Three-phase flow is present in many oil recovery processes of interest to the oil industry. It occurs in processes such as primary production below bubble point pressure in reservoirs with water drive, in gas or water alternating gas (WAG) injection into waterflooded reservoirs, in thermal oil recovery, and in surfactant flooding. Despite its common occurrence, our ability to reliably model three-phase flow using numerical simulation is questionable. This paper shows the importance of three-phase flow at typical oil field conditions. It also shows the uncertainties in the predictions of oil recovery due to the three-phase relative permeability model.
Numerical simulations of immiscible gas and WAG injection into a waterflooded one eighth of a five-spot were performed to determine the importance of the three-phase flow at conditions that are of interest to the oil industry. Consistent oil-water imbibition and oil-gas drainage relative permeability and capillary pressure were derived for this purpose, including a new form for imbibition capillary pressure.
Dimensionless scaling groups for three-dimensional three-phase flow in porous media were developed.
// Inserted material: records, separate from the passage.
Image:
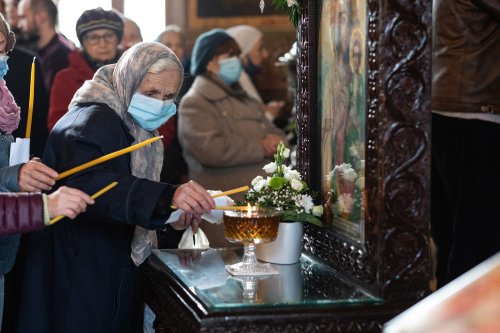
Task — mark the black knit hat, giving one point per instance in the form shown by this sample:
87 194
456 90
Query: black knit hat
204 49
98 18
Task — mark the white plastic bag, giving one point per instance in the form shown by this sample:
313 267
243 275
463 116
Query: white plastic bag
193 241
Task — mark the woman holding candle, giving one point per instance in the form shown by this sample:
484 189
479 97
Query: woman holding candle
99 32
23 214
224 133
93 263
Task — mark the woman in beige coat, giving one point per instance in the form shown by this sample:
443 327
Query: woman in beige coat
225 136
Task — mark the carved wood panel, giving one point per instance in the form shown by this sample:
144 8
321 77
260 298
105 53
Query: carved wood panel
393 261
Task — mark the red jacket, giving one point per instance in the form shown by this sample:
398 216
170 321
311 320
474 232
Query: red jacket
65 85
20 212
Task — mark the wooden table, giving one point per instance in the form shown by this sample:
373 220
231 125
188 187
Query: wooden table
190 291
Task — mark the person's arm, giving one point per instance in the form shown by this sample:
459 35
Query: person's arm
25 212
214 138
9 178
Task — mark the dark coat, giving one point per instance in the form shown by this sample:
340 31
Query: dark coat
21 212
79 274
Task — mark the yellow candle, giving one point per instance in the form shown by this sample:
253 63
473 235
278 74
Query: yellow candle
107 157
32 97
93 196
231 208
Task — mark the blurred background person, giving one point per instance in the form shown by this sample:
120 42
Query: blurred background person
173 38
174 168
18 79
225 135
253 54
131 34
99 32
38 20
12 18
465 133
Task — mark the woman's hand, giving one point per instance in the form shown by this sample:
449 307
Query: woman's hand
35 176
194 200
68 201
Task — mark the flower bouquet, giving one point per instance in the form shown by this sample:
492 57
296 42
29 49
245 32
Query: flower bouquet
284 189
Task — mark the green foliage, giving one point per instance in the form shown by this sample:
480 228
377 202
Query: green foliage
291 7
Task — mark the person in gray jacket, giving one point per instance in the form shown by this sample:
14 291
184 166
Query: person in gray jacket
225 136
465 134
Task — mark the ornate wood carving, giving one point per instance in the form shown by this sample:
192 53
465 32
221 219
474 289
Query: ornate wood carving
393 260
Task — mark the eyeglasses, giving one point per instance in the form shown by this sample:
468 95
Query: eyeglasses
93 39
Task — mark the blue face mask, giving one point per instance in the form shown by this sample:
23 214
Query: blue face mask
3 65
230 70
150 113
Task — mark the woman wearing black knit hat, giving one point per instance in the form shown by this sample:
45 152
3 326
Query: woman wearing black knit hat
99 32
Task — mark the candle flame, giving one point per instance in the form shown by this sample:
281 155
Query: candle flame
249 210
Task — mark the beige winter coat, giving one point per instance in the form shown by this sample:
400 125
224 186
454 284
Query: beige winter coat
220 131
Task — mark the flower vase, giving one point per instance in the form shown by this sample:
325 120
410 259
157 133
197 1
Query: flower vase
286 248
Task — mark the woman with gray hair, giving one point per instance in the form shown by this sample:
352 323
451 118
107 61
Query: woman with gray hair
81 276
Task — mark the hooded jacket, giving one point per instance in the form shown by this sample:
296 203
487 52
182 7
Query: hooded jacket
466 71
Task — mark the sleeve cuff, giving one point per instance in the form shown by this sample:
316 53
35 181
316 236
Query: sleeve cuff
46 216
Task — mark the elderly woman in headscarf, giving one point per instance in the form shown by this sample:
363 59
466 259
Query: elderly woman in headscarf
31 211
225 136
81 276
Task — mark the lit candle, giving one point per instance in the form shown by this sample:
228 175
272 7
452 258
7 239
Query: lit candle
107 157
93 196
32 97
252 224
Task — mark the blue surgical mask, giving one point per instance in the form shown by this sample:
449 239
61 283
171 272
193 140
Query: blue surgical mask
150 113
4 67
230 70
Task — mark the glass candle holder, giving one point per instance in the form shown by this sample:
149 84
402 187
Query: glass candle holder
254 226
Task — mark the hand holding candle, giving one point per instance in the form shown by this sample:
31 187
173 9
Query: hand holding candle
31 100
94 196
195 201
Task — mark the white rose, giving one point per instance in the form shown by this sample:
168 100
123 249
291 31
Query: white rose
297 185
286 153
317 210
350 175
256 180
292 174
270 168
360 182
260 185
307 203
345 203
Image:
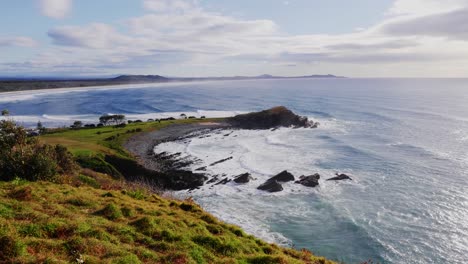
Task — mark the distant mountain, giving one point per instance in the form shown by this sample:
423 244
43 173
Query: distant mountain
140 78
18 83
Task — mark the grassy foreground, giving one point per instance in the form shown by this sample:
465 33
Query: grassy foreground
96 218
106 140
50 223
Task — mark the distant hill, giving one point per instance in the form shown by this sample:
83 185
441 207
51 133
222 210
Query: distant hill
8 84
140 78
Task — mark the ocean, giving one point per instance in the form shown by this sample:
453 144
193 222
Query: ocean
404 142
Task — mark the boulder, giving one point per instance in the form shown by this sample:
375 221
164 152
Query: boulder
275 117
271 186
309 181
182 180
223 181
340 177
243 178
283 176
220 161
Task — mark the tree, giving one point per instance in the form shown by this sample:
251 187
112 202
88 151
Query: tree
77 124
41 127
112 119
26 158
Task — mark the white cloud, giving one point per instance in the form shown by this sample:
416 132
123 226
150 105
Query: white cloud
177 37
17 41
168 5
56 8
424 7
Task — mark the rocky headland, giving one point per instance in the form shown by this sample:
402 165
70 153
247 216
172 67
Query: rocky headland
171 171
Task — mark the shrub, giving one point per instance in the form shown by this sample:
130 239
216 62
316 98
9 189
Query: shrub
25 158
216 244
128 259
267 260
23 194
111 212
10 248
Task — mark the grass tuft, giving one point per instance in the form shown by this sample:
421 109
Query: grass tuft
111 212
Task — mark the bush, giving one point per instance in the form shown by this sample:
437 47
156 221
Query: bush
10 248
25 158
111 212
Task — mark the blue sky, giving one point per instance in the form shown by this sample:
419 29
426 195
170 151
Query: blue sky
360 38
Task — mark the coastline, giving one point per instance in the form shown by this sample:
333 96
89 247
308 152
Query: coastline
141 145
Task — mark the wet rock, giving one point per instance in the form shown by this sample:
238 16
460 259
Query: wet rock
309 181
278 116
271 186
182 180
223 181
212 180
283 176
220 161
243 178
340 177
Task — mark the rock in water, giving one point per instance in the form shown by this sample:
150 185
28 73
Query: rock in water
340 177
182 180
243 178
309 181
271 186
223 181
275 117
283 176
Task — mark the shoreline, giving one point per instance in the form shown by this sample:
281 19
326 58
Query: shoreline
141 146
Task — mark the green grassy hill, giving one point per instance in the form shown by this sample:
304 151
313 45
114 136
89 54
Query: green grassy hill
96 217
60 223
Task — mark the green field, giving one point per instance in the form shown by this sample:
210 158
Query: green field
92 217
106 140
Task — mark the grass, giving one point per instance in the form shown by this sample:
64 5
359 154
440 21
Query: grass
100 218
70 224
106 140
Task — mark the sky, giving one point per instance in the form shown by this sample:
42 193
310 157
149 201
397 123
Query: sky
359 38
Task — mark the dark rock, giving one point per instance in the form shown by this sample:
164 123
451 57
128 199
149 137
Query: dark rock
243 178
271 186
340 177
215 178
220 161
283 176
182 180
309 181
272 118
223 181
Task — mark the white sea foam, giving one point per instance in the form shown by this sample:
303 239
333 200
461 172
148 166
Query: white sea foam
262 153
67 120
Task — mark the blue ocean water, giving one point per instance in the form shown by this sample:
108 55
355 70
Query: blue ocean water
404 142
The scaling groups were used to design simulations at various conditions of gravity, viscous and capillary force interactions. In addition, several simulations were made to determine the uncertainty of the results due to the model for three-phase relative permeabilities.
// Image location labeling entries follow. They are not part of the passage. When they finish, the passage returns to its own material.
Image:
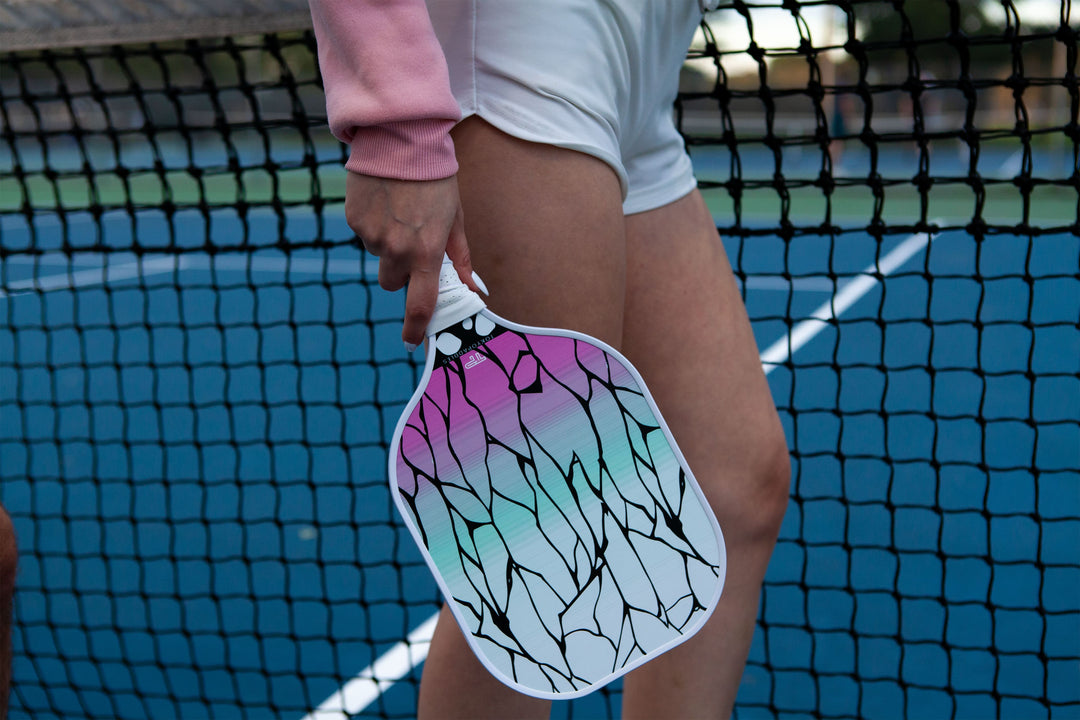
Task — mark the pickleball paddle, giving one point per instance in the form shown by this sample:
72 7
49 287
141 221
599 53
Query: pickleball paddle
550 501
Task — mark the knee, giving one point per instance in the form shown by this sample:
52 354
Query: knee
770 479
9 555
754 499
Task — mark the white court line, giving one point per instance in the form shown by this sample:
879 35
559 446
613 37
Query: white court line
100 275
780 351
360 692
378 677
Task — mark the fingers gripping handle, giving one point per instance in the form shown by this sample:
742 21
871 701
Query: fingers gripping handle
455 302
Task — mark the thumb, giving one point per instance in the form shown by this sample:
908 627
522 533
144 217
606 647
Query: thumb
457 249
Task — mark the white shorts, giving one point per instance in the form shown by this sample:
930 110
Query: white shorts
594 76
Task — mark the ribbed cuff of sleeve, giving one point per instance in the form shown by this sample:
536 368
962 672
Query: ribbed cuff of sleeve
404 150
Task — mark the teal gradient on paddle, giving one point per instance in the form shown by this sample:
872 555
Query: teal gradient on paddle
555 510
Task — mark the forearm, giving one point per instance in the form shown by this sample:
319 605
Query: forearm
388 93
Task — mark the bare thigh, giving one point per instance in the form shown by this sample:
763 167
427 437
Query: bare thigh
544 228
686 329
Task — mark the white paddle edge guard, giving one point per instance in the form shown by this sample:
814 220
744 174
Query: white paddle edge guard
430 561
455 302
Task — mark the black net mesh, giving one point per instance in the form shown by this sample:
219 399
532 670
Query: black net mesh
199 375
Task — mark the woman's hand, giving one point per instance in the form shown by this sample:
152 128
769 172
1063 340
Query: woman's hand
409 225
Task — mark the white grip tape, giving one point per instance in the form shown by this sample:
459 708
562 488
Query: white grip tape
455 302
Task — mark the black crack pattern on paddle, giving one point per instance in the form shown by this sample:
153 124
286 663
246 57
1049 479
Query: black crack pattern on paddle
553 571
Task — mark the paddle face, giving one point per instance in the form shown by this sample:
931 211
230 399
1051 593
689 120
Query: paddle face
553 506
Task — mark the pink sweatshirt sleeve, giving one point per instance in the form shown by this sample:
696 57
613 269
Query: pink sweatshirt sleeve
388 90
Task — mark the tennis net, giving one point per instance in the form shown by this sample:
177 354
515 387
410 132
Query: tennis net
199 375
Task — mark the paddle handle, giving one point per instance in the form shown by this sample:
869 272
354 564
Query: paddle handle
456 300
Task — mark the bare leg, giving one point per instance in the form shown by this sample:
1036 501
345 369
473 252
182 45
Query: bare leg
8 559
688 334
545 232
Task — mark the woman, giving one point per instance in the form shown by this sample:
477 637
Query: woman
535 143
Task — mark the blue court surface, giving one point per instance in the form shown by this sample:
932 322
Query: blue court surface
208 532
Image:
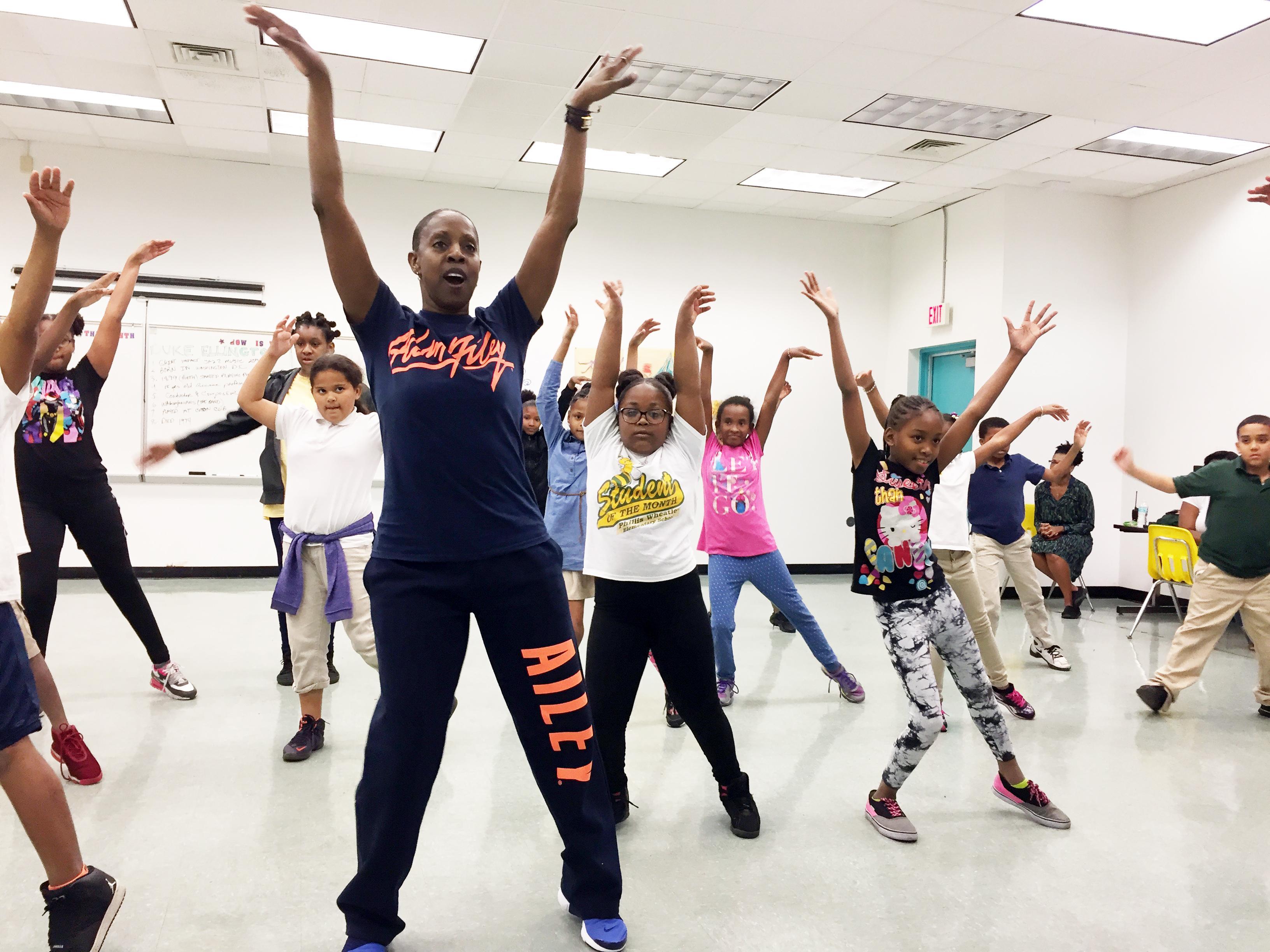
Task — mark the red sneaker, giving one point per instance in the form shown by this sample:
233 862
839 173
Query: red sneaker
78 763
The results of this study show that there is a significant uncertainty associated with the selection of the three-phase relative permeability model for field scale simulations of gas and WAG injections. This uncertainty is translated into doubtful simulation results in terms of distribution of the fluids inside large volumes of the reservoir, total oil recovery, and fluids production rates. It is shown that additional oil recovery due to gas injection after a waterflood can be different by a factor of two depending on the model for three-phase relative permeability. It is also shown that the producing gas oil ratio (GOR) varies considerably depending on the model for three-phase relative permeability, while maintaining the same two-phase relative permeabilities. Accurate predictions of oil recovery in processes that exhibit three-phase flow need more rigorous models for three-phase relative permeability.
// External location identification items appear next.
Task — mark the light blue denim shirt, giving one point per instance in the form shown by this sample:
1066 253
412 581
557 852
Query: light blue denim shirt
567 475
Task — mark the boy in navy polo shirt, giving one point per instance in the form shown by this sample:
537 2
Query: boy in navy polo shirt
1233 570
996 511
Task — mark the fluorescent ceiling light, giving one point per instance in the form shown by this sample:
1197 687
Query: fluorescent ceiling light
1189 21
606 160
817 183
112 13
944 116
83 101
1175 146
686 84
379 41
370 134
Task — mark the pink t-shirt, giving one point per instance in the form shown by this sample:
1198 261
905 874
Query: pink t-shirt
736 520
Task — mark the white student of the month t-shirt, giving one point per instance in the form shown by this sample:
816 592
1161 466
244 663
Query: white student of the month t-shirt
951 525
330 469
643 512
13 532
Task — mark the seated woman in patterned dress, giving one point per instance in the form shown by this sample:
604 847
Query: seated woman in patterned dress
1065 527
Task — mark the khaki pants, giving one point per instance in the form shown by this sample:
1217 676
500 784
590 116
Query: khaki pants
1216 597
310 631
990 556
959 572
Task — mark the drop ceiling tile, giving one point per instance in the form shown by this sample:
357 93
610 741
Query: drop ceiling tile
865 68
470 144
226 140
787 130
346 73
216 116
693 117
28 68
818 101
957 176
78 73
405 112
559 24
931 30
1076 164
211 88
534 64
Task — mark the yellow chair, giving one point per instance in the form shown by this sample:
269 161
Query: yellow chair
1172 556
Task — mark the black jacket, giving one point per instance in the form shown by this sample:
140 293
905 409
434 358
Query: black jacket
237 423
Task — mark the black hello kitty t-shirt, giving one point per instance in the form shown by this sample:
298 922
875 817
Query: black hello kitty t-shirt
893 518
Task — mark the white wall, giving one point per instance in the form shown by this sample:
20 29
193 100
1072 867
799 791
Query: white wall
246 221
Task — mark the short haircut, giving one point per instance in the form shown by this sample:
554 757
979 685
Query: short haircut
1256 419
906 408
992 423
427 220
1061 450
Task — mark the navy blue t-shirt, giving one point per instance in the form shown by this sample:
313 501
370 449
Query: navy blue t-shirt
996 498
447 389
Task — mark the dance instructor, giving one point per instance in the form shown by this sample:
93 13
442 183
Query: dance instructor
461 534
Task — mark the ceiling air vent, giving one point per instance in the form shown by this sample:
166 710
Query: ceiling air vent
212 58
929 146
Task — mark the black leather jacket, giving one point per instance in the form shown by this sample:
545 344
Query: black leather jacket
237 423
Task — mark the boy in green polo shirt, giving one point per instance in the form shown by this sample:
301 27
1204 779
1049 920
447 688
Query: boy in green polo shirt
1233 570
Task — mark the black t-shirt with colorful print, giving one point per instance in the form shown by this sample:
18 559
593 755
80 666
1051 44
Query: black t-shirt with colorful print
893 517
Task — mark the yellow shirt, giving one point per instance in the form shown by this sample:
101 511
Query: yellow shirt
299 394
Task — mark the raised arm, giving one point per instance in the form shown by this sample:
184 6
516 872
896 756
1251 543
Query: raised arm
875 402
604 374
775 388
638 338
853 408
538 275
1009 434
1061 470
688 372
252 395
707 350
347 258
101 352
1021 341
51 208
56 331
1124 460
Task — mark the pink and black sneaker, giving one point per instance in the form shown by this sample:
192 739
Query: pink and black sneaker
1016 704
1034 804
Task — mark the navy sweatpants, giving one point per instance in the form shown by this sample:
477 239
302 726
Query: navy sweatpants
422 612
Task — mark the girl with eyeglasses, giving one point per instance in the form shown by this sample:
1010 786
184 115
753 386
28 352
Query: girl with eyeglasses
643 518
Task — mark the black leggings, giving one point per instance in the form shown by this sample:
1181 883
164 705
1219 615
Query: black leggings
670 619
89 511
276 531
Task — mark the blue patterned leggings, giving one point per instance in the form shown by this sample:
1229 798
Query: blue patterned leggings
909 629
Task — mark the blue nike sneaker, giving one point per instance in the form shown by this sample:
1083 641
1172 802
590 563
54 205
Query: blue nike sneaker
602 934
Large three-phase flow regions were present for most of the conditions simulated. The size of the three-phase flow regions ranged from 20% to 80% of the volume of the reservoir. The size of the three-phase flow region was a strong function of the kro model used. Thus, an argument asserting that only a small part of the reservoir is affected by the uncertainties in the three-phase relative permeability model is not supported by these results.